In promoting an upcoming flight test of Virgin Galactic’s SpaceShipTwo that is intended to reach space, Richard Branson has set up a straw man as a critic that he will gleefully knock down should the vehicle lands safely back on Runway 12-30 in Mojave later this month.
“I obviously would love to prove our critics wrong, and I’m reasonably confident that before Christmas, we will do so,” he told CNN’s Rachel Crane in a video interview.
It’s a strange formulation that, for some unknown reason, Crane accepts at face value. But, it’s utterly pointless for understanding what the concerns are with Branson’s 14-year old human spaceflight program.
Nobody has said that SpaceShipTwo can’t reach some definition of space. It was designed to fly to at least the 50-mile boundary set by the U.S. Air Force for awarding astronaut wings to X-15 pilots during the 1960’s. Fifty miles is the minimum altitude customers are promised in their signed agreements. If it can’t do that, Virgin Galactic should stop calling itself a spaceline and start refunding deposits.
The only question has been whether the ship can reach the 100 km (62.1 miles) boundary known as the Karman line. While the passenger agreement stipulates 50 miles, the company used to advertise flights well over the Karman line.
Back in 2014, Virgin officials confirmed reports that SpaceShipTwo couldn’t get that high, but they pointed to the lower 50-mile boundary as proof the vehicle would fly to space. Reliably reports indicate they have been promising ticket holders flights to 55 miles in recent years.
Perhaps in the intervening years, engineers have improved the rocket engine and it can reach the 62-mile boundary. If so, great. But, it doesn’t prove critics wrong about anything given the company’s past admissions.
But, there’s a bigger problem with Branson’s straw man. And that has to do with Virgin Galactic’s goal in building the vehicle.

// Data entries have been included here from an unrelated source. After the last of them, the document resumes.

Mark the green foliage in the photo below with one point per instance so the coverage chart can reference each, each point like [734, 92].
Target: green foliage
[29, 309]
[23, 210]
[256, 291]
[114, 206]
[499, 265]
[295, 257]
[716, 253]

SpaceShipTwo wasn’t built to explore supersonic and hypersonic flight regimes like the X-15. It wasn’t purpose built to win a $10 million prize like its predecessor, SpaceShipOne.
SpaceShipTwo was built to make suborbital space tourism and research flights frequent, routine, affordable and safe for non-professional astronauts. It will take many years before anyone knows whether Virgin Galactic will succeed at that task.
The company will have to conduct additional test flights. And then at 100 flights will be needed to work through its manifest of 600 ticket holders.
A previous attempt by NASA to achieve the same goals with the space shuttle was not successful. The space agency proved it could fly the vehicle to and from space on a fairly regular basis and do some amazing things with it. But, the other goals were never achieved. And 14 astronauts lost their lives in flight.
A successful flight test to space this month will be a major milestone toward commercial flights. It should be duly celebrated and enshrined in the annals of the planet. But, the flight won’t prove anyone wrong because it’s not what people are skeptical about.
For the past 14 years, Branson’s tendency to get ahead of the program is has resulted in numerous missed deadlines and unfulfilled promises. It is the case again here. Knocking down a straw man is a lot easier than dealing honestly with the challenges ahead.